At a very exciting interval point, we see a twist and there starts the real fun. Ayesha meets Ashish’s wife Manju (Tabu), daughter Ishika (Inayat Sood) and father who must not be named (Alok Nath). Ayesha, obviously, is not well accepted in the house, but she tries to settle in. Will Ashish and Ayesha get out of this mess together? Or Manju will turn the table? That’s what the rest of the story is all about.
The drama takes too much of the screen space which takes the breathing space from the remaining things. The entire set-up of the film screams ‘Luv Ranjan’ – from the spacious, luxurious flats to the picturesque outdoors, this is a continuation of Sonu Ke Titu Ki Sweety (Screenplay wise) with a different set of actors.
Ajay Devgn knows what he’s doing and at no place is uncomfortable in doing that. There’s nothing artificial about his character and he tries to perform with utmost honesty. Rakul Preet, apart from looking smoking hot, has a very meaty screen space in the film. Yes, there are certain portions which are too much even for her, but she has tried to stay true to her character throughout.

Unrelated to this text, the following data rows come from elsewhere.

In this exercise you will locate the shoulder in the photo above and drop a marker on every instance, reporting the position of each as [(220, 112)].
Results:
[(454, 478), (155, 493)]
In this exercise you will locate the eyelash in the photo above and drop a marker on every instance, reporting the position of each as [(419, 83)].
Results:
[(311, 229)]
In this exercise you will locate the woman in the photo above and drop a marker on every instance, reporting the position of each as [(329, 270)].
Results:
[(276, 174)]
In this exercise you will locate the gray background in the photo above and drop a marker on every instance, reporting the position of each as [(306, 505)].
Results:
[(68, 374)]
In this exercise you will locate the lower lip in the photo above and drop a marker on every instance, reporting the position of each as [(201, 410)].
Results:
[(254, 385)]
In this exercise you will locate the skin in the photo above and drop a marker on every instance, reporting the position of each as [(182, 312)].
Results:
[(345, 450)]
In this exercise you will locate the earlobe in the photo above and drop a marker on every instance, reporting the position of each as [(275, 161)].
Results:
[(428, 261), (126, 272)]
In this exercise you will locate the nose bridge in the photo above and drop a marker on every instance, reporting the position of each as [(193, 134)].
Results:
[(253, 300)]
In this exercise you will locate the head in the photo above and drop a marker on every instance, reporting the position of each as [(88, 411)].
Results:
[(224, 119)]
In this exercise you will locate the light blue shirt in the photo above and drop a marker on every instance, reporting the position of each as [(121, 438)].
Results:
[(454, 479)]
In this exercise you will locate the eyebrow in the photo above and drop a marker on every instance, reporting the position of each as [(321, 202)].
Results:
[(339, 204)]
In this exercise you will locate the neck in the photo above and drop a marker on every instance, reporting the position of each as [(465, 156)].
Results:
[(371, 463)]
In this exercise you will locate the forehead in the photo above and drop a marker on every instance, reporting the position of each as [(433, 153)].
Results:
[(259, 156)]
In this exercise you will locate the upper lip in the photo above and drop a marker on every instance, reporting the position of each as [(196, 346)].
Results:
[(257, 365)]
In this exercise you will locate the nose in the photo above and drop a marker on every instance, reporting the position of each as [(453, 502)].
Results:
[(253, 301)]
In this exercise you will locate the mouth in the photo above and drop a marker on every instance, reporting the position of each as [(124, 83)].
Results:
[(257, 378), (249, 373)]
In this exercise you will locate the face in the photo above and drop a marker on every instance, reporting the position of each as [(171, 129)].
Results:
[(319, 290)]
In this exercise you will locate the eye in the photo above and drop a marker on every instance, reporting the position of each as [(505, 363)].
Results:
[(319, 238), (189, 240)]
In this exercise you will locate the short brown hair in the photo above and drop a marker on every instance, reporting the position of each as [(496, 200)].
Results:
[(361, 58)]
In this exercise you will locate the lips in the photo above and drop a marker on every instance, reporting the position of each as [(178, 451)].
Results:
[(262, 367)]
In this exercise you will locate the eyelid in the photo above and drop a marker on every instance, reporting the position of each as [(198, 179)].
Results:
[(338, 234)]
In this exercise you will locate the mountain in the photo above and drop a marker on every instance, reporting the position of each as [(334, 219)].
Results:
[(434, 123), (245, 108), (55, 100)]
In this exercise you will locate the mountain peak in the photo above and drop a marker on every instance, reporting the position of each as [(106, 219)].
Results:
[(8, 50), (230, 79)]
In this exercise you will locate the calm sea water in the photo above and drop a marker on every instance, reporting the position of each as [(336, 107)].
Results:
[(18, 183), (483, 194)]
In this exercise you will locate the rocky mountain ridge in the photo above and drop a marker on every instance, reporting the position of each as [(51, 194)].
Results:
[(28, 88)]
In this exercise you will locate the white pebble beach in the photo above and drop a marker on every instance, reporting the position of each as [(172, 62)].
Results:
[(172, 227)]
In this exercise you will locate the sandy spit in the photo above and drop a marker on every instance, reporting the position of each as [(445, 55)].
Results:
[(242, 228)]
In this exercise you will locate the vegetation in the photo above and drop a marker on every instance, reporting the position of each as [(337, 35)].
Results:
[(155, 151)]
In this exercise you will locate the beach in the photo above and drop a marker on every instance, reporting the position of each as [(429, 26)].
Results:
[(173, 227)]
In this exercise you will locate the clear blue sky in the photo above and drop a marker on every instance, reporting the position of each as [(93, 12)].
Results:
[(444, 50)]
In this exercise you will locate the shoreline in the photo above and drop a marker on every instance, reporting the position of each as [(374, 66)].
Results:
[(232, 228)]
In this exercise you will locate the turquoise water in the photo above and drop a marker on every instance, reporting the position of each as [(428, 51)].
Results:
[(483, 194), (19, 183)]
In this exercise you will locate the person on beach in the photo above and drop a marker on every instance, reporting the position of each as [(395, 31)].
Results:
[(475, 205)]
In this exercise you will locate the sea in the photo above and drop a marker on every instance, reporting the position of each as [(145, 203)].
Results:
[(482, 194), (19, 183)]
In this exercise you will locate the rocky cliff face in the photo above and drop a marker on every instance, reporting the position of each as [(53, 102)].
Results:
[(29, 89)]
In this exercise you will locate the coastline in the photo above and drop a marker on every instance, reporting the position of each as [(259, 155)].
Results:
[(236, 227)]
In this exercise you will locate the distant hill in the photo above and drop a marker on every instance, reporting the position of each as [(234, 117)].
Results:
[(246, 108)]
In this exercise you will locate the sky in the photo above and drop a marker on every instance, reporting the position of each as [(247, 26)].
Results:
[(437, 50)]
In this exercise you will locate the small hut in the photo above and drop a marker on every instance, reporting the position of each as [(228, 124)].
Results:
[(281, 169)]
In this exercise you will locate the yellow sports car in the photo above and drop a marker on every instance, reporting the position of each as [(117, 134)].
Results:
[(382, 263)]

When you’ve Tabu in your cast list, it gets a bit easy to choose the best of the lot. She rules the second half of the film and takes away the cake from everyone. Why is Jimmy Shergill not getting many films? He’s someone who can be in every film and still makes you fall in love with him. His charisma is all over even with a very limited screen presence in the film. Yes, whatever Alok Nath is in real life, but I missed the actor Alok Nath in the film. Along with Jaaved Jaaferi, Alok Nath’s role deserved a bigger role.
Akiv Ali’s direction is fresh but lags at places due to poor editing. It could easily have been a movie under two hours but is stretched way too much. Akiv, himself, being an editor should’ve mastered this section but it seems it was too much for him. It’s a very beautiful looking film with very beautiful looking people.
The soundtrack should’ve been a big deal for this film but unfortunately, it isn’t. Vaddi Sharaban, Mukhda Vekh Ke fail to click while the two emotional songs are used for a very long time. Chale Aana is good but because of lazily written drama, it just doesn’t bind with the narrative. It should’ve had a couple of blockbusters like Ranjan’s previous films.
All said and done, De De Pyaar De is an entertaining affair.